Seed coat morphology has been suggested as a useful character for species-level taxonomy in Solanum (Souèges 1907; Lester and Durrands 1984) and has been useful in delimiting groups in some clades (e.g., Geminata Clade, Knapp 2002a). All of the species treated here have sinuate-walled (digitate) testal cells. The lateral walls of these cells of the outer epidermal layer develop lignified radial thickenings that form as hair-like structures (Souèges 1907; Lester and Durrands 1984; Axelius 1992; Peralta et al. 2008). When the outer wall of the epidermis is removed, either naturally (e.g., by passage through frugivore guts; see Barnea et al. 1990) or by enzymatic digestion (Lester and Durrands 1984; Knapp 2002a) the seeds appear pubescent; seed measurements here include these projections. Edmonds (1983) examined seed coat patterns in some members of the Morelloid Clade (species previously included in Solanum section Solanum) and found no useful variation for delimiting either species or species groups.

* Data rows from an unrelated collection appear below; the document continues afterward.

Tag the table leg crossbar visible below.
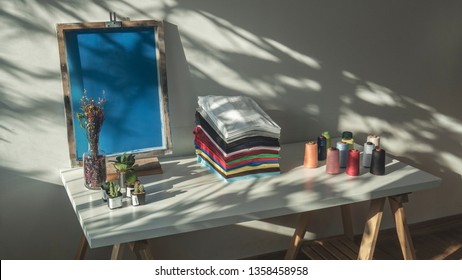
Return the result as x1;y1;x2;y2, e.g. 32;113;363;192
285;194;416;260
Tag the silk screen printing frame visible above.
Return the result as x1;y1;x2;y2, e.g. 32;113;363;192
57;20;172;167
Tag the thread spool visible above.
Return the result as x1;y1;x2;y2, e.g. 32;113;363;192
318;135;327;160
303;141;318;168
342;131;353;139
363;142;375;168
366;134;380;147
337;141;348;168
345;149;360;176
342;137;355;150
322;131;332;149
370;146;386;175
326;147;340;174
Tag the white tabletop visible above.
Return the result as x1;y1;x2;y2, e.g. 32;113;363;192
61;143;441;248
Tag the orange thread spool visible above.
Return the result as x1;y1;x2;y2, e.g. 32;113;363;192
303;141;318;168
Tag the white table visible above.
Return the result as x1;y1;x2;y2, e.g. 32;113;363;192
61;143;441;258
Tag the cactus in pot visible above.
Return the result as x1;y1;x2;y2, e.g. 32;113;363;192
131;180;146;206
107;182;123;209
112;153;137;196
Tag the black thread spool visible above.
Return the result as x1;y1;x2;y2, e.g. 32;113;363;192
370;147;385;175
318;135;327;160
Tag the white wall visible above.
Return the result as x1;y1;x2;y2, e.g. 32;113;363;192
0;0;462;259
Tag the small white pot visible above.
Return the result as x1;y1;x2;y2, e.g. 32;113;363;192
107;195;123;209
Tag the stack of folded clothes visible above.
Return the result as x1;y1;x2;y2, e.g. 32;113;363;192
194;96;281;180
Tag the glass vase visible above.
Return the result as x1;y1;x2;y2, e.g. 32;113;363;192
83;149;106;190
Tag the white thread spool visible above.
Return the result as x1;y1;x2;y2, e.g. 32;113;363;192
366;134;380;147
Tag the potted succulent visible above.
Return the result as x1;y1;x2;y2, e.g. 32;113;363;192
125;171;138;197
107;182;123;209
131;180;146;206
112;153;137;196
101;181;110;201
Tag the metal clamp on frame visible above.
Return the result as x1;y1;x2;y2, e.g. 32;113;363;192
106;12;122;28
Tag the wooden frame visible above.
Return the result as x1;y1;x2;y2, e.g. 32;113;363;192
56;19;172;167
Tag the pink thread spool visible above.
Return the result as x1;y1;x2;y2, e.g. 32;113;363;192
326;147;340;174
303;141;318;168
346;149;360;176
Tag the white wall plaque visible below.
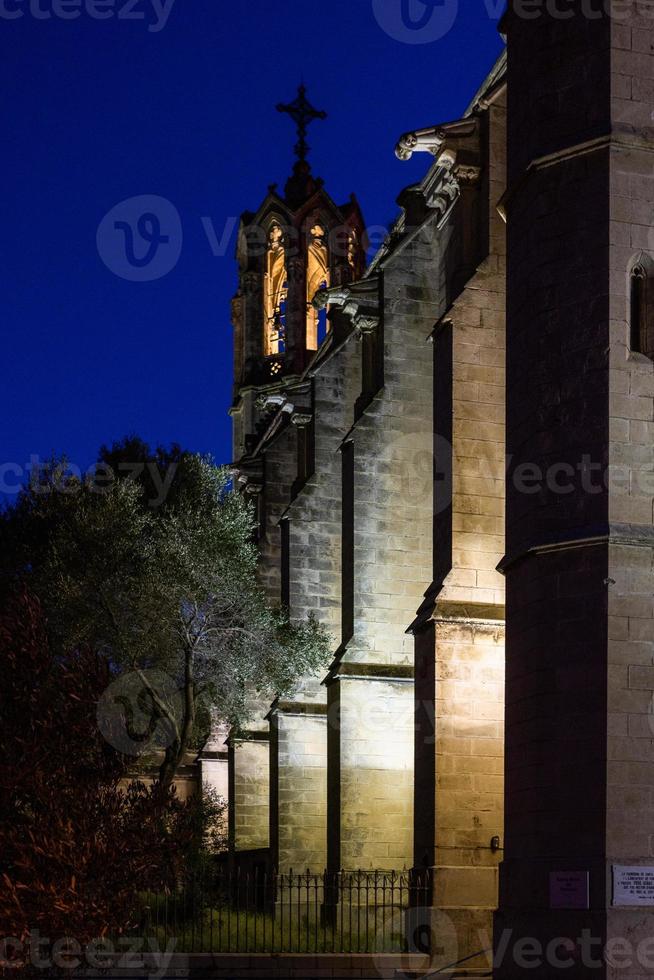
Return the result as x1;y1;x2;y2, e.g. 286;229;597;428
613;864;654;905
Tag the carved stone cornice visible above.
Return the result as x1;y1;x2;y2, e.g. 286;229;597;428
395;118;477;160
313;276;379;333
291;412;313;428
254;393;294;412
454;163;481;187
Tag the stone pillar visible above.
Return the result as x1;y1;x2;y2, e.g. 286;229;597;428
495;2;654;980
270;699;327;873
198;723;229;803
229;725;270;862
413;86;506;968
327;663;413;871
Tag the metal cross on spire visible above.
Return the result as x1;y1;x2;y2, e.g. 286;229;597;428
277;85;327;160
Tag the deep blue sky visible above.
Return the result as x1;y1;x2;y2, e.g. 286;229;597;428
0;0;502;494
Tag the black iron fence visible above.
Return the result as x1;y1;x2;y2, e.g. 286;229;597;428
141;868;431;953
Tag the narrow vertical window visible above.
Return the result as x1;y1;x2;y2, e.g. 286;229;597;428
279;518;291;609
264;224;288;357
629;262;651;357
341;441;354;644
307;224;330;350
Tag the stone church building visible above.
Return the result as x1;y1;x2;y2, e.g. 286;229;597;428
220;0;654;978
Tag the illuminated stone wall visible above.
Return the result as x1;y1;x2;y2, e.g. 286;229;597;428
271;322;361;871
414;76;506;966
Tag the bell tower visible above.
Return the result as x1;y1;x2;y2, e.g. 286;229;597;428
231;85;365;461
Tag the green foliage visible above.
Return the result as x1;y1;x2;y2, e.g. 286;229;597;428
0;439;328;781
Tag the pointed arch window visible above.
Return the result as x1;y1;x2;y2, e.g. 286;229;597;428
307;222;330;350
629;256;654;360
264;222;288;357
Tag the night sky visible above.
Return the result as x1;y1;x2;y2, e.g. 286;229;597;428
0;0;503;499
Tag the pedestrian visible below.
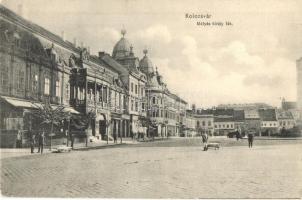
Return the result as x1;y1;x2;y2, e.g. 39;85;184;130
247;132;254;148
113;133;117;143
30;133;36;153
201;133;208;151
236;131;240;141
37;131;45;154
16;130;22;148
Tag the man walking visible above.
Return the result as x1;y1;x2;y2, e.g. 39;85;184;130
38;131;45;154
30;133;36;153
201;133;208;151
16;130;22;148
247;132;254;148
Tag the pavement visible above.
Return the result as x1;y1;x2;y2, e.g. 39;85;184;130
1;140;302;199
0;137;163;159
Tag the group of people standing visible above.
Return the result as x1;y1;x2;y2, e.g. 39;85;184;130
201;132;254;151
30;131;45;154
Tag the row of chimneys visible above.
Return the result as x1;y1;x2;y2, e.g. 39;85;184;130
61;31;90;52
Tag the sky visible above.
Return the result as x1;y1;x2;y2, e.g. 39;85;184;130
0;0;302;108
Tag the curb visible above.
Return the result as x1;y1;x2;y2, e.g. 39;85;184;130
72;143;129;151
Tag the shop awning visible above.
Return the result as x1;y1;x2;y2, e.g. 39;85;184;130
63;107;80;114
1;96;36;108
96;114;105;121
1;96;80;114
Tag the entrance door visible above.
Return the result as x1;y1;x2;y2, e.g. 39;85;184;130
99;120;106;138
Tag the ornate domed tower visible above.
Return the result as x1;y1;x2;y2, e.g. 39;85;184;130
112;29;131;59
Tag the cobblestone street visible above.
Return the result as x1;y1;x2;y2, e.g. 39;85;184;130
1;139;302;198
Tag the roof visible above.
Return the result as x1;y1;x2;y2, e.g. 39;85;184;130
0;5;79;52
244;109;260;119
234;110;244;121
139;50;154;75
282;101;297;110
196;109;214;115
213;108;234;116
277;110;294;119
214;115;234;122
259;109;277;121
112;30;131;58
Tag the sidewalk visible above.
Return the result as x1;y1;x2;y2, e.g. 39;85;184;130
0;138;139;159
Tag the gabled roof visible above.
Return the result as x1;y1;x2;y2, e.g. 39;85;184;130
234;110;244;121
277;110;294;119
213;108;234;117
244;109;260;119
0;5;79;53
259;109;277;121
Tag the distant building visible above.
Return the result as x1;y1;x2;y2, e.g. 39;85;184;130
244;109;261;135
194;109;214;136
234;110;246;133
277;109;296;131
217;103;272;110
213;109;235;135
281;98;297;110
259;109;279;136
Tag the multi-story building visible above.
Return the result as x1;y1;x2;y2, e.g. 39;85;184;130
296;57;302;110
244;109;261;135
194;109;214;136
107;30;147;136
184;110;197;137
258;109;279;136
277;109;296;132
234;110;246;134
139;50;187;136
0;6;129;146
213;109;235;135
0;6;81;146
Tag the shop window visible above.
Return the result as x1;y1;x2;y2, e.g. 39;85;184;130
44;78;50;95
56;81;61;97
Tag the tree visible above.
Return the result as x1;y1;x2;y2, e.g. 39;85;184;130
32;101;70;150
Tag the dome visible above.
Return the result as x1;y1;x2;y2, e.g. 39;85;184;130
139;50;154;75
112;30;131;58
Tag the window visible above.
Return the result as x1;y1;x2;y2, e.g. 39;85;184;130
135;102;138;112
142;103;145;111
44;76;50;95
17;70;24;91
65;83;70;100
1;66;8;90
103;86;107;103
32;74;38;94
56;81;61;97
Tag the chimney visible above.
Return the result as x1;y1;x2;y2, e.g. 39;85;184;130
17;4;23;17
73;38;77;47
99;51;105;58
61;31;65;41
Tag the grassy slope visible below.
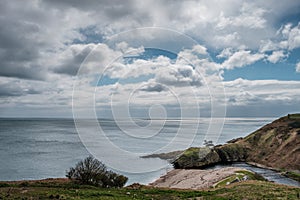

Chromosomes. Chromosome numbers in the Morelloid Clade are variations on the base number of 12 (Table 2). The chromosomes are very small; an unvouchered diploid accession grown in India (Bhiravamurty 1975) had median, submedian and subterminal centromeres indicating variation in chromosome morphology. The Morelloid Clade, along with the potatoes, is one of the few lineages in Solanum where polyploidy is common (see discussion of polyploidy and hybridisation in Särkinen et al. 2018; Chiarini et al. 2018). Polyploidy is common in the Old World members of the group (Särkinen et al. 2015b, 2018), but less so for New World taxa (although many South American species have not had chromosome counts). Variation in ploidy level within a species is not common in Solanum, but S. macrotonum appears to have diploid (Central and South America) and hexaploid (South America) populations and similar variation occurs elsewhere in both morelloids (e.g., S. interandinum Bitter of the northern Andes) and in the potatoes (see Spooner et al. 2014). DNA amounts in unreplicated gametic nuclei (C-values) vary between 1.03 pg in S. americanum (as S. nodiflorum) and 3.10 pg in S. nigrum (Bennett and Leitch 2012).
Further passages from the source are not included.